Glamorous host Tamron Hall said:
“I am followed in department stores. I have walked in dressed professionally or dressed in jeans and I have walked into stores and, instantly, security is on my back.”
Hall recalled her father telling her brother what numerous others have also been recounting — how to handle getting pulled over by traffic police: to keep his hands on the steering wheel, look forward, answer “yes, sir” or “no, sir,” and avoid any sudden movements: “Because we don’t want that officer to believe there’s a black man in that car who’s making a sudden move and we’ve gotta take action.”
“Even if I’m in a suit, this sort of automatic clutch of the purse or what have you. You know, just a little cringe. But we know that just wearing a suit does not change anything. You know, they’re not really looking at the suit. They’re not really looking at the hoodie. They’re looking at the skin.”
Says Ron Allen, “I sometimes wonder what would it be like if i didn’t have to worry about racism and race and you could just live your life as a normal person.”
Anti-racist educator Tim Wise in a powerful essay turns to the science to point out that:
“It should be especially unsurprising that Zimmerman would have internalized racially-biased assumptions about black males, given the society in which he (and we) reside.”
He ticks off how:
· Research has conclusively shown that local newscasts over-represent blacks as criminals, and over-represent whites as victims.
· A substantial percentage of anti-black racial hostility can be directly traced to media imagery, even after all other factors are considered.
· Disproportionate incarceration of black males — especially for non-violent drug offenses, which they are no more likely (and often even less likely) than whites to commit — feeds the perception that they are so treated because they are dangerous and must be kept at bay.
· Criminality is so associated with blackness that whites literally and almost instantly connect the two things — the fear center in the brain is seen to light up — even though they are roughly five times as likely to be criminally victimized by another white person.

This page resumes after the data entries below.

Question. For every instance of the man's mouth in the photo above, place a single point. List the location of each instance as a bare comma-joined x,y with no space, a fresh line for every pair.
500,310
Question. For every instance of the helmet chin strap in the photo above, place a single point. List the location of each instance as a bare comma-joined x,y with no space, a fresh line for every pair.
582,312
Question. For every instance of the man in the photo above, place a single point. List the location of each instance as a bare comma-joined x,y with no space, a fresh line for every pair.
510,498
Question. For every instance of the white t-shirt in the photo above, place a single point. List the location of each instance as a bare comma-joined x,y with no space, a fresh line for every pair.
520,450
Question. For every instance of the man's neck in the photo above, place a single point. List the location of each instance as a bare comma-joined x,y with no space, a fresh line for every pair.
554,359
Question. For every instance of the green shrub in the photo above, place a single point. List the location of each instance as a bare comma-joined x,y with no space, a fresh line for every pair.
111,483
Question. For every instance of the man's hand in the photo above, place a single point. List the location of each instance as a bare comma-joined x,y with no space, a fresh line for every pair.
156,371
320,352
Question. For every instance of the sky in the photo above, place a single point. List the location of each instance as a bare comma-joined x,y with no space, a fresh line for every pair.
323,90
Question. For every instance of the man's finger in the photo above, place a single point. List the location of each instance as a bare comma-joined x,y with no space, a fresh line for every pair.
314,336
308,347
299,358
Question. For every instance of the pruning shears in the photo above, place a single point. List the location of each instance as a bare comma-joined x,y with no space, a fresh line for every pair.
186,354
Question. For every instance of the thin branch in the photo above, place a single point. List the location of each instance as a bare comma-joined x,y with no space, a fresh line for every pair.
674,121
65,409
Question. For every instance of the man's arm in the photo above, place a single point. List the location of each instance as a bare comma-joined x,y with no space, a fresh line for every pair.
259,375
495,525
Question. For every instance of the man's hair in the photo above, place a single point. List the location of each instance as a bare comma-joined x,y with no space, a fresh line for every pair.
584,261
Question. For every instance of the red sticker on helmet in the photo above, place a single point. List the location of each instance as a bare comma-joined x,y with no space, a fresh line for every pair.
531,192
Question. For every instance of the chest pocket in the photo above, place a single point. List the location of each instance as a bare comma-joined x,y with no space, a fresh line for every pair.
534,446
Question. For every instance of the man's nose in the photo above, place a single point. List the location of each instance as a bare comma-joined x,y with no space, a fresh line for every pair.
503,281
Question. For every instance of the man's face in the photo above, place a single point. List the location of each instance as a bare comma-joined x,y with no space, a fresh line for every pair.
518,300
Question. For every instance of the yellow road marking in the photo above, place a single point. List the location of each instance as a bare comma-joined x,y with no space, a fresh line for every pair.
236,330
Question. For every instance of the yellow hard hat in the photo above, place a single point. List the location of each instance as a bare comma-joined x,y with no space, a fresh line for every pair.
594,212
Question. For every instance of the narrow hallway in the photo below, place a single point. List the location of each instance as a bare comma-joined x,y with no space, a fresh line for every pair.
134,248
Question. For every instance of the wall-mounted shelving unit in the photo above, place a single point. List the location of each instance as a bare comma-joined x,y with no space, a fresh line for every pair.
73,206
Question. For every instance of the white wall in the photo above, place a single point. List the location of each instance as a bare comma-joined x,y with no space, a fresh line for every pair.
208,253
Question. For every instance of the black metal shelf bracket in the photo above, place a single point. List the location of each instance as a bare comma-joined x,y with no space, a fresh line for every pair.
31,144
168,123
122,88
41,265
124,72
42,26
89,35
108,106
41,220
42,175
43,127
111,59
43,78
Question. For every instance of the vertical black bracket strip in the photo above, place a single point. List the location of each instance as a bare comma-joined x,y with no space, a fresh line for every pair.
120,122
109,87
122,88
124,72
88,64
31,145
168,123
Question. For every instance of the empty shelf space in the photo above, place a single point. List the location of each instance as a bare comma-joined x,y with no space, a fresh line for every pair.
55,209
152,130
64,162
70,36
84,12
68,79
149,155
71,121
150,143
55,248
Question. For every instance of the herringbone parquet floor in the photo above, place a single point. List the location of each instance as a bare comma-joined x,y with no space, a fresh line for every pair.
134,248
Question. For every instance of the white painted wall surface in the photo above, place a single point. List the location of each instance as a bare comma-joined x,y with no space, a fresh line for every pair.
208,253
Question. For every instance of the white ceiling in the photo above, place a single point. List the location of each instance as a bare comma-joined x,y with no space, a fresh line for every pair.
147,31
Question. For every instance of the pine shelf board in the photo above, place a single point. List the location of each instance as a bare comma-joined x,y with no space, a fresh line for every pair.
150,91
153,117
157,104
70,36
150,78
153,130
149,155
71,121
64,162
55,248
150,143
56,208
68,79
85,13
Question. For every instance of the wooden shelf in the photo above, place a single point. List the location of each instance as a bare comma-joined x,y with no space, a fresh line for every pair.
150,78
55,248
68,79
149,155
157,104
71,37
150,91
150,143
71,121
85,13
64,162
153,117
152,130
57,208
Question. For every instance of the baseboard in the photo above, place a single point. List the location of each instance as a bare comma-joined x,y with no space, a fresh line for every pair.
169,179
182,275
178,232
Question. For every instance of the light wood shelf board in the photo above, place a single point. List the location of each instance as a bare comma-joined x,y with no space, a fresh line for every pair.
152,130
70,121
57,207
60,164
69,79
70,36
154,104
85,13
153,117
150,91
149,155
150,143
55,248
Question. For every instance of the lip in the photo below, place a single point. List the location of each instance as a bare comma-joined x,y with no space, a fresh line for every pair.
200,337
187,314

· Anti-black racism has been so long ingrained that not only most whites, but also most Latinos and Asian Americans, demonstrate substantial subconscious bias — even about a third of blacks themselves demonstrate anti-black racism.
Some white writers have reflected on what this national moment means for them, as Christy Diane Farr did for Care2, on her “reality check”.
“White privilege?” she writes “Um … yeah. My kid is white and he wears a hoodie, and when he and his friends cross the street between the closest snack vendor and our neighborhood, nobody stops them to ask what they are doing. They are not assumed to be up to no good, nor does anyone think they don’t belong here. They are white kids in rural Tennessee. They belong here – whatever the hell that means – and that turns my stomach inside out.”
“Empathy — real empathy, not the situational and utterly phony kind that most any of us can muster when social convention calls for it — requires that one be able to place oneself in the shoes of another, and to consider the world as they must consider it. It requires that we be able to suspend our own culturally-ingrained disbelief long enough to explore the possibility that perhaps the world doesn’t work as we would have it, but rather as others have long insisted it did.”
“Never has there been an experience like this that went completely unnoticed. But, never has there been one in which everyone allowed themselves to be consumed by the wave of possibility. There’ve been maybe 10,000 people enraged or engaged, or even a million or more, but not everyone.”
“We’re being given that invitation again now. Nothing we can do now will justify the taking of Trayvon Martin’s life. Period. But, please, please, please let this be the last false start of that wave that can take the fearful energy that is consuming our country, and return it to love.”